This project is part of Group 5's work on developing advanced image classification models using the CIFAR-10 dataset. We explored two primary approaches: building a custom Convolutional Neural Network (CNN) and implementing transfer learning with the pre-trained DenseNet-121 model.
- Diego Inclan
- Saiqa Mehdi
- Katharina Krux
/
├── models/ # Serialized models and training configurations
├── notebooks/ # Development Jupyter notebooks
├── src/ # Source code for model training and data preprocessing
├── images/ # Images used for documentation
├── reports/ # Complete project reports and additional documentation
└── README.md # Project overview and setup instructions
We tackled the CIFAR-10 dataset, which comprises 60,000 32x32 color images across 10 classes. Our goal was to compare the effectiveness of a custom CNN against a sophisticated pre-trained network, focusing on overcoming challenges like data quality and model overfitting.
- Grayscale Conversion: Applied to the custom model to reduce complexity.
- Normalization: Pixel values scaled to [0, 1] range.
- Data Augmentation: Included rotations and flips to minimize overfitting.
- Resizing: Necessary for adapting CIFAR-10 images to the DenseNet input requirements.
- Architecture: Sequential layers including convolutional blocks, batch normalization, pooling, and fully connected layers.

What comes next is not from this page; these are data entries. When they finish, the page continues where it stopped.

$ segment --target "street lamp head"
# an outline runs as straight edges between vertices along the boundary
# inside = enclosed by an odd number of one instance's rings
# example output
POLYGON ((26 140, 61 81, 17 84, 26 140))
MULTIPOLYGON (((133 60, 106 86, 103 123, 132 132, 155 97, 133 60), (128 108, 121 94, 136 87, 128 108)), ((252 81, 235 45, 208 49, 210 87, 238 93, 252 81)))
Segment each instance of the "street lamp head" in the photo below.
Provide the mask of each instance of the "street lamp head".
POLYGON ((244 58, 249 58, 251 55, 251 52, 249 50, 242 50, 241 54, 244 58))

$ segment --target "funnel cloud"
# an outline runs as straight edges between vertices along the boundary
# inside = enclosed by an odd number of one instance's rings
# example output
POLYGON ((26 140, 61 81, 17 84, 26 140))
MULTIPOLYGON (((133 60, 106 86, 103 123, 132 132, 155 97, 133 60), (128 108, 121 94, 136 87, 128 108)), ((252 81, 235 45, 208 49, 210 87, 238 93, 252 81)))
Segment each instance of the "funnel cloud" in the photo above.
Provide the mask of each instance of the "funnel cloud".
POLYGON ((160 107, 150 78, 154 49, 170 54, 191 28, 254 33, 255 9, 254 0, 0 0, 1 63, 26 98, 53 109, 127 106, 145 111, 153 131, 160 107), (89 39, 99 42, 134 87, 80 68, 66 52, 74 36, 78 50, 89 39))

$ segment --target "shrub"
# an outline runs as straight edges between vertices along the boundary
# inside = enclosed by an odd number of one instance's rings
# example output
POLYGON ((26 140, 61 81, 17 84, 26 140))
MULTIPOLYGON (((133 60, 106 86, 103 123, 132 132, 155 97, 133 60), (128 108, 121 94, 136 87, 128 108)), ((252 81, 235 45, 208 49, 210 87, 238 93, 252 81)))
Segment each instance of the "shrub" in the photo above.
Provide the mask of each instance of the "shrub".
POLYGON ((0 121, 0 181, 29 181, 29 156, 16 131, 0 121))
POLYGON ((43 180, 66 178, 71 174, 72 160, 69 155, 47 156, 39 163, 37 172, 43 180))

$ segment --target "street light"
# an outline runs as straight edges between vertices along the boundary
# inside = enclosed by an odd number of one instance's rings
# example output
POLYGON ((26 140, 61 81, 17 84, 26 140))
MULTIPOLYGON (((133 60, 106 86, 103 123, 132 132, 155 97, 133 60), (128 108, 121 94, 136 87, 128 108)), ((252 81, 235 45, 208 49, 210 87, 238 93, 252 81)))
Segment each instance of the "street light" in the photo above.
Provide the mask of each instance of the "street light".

- Training: Utilized the Adam optimizer with a learning rate of 0.001, and categorical crossentropy as the loss function.
- Modifications: Adapted DenseNet-121 to handle the smaller image size of CIFAR-10 by resizing images and adjusting the top layers.
- Augmentation: Enhanced with random zoom and contrast adjustments for robustness.
- Early Stopping: Used to halt training when validation loss ceased to decrease, preventing overfitting.
- Metrics: Tracked accuracy, precision, recall, and F1-score across training and validation phases.
Our models demonstrated substantial learning capabilities, though they encountered limits in validation accuracy due to inherent dataset challenges. Insights into class-specific performance were gained through confusion matrices, revealing frequent misclassifications among similar categories.
- Importance of Preprocessing: Effective preprocessing significantly influences model performance.
- Hyperparameter Tuning: Systematic tuning was crucial for optimizing model outcomes.
- Transfer Learning Efficiency: DenseNet-121 showed promise but required careful tuning to adapt to CIFAR-10.
Both models provided valuable learning experiences in handling image data and model optimization. Continued exploration could include more aggressive hyperparameter tuning or trials with other advanced architectures like Vision Transformers.
To replicate our findings or use the models:
- Clone the repository.
- Install dependencies listed in requirements.txt.
- Run the Jupyter notebooks within the notebooks/ directory.
For a detailed breakdown of the project's phases, results, and methodologies, please refer to the comprehensive report available in the reports/ directory.
This project is licensed under the MIT License. See the LICENSE.md file for details.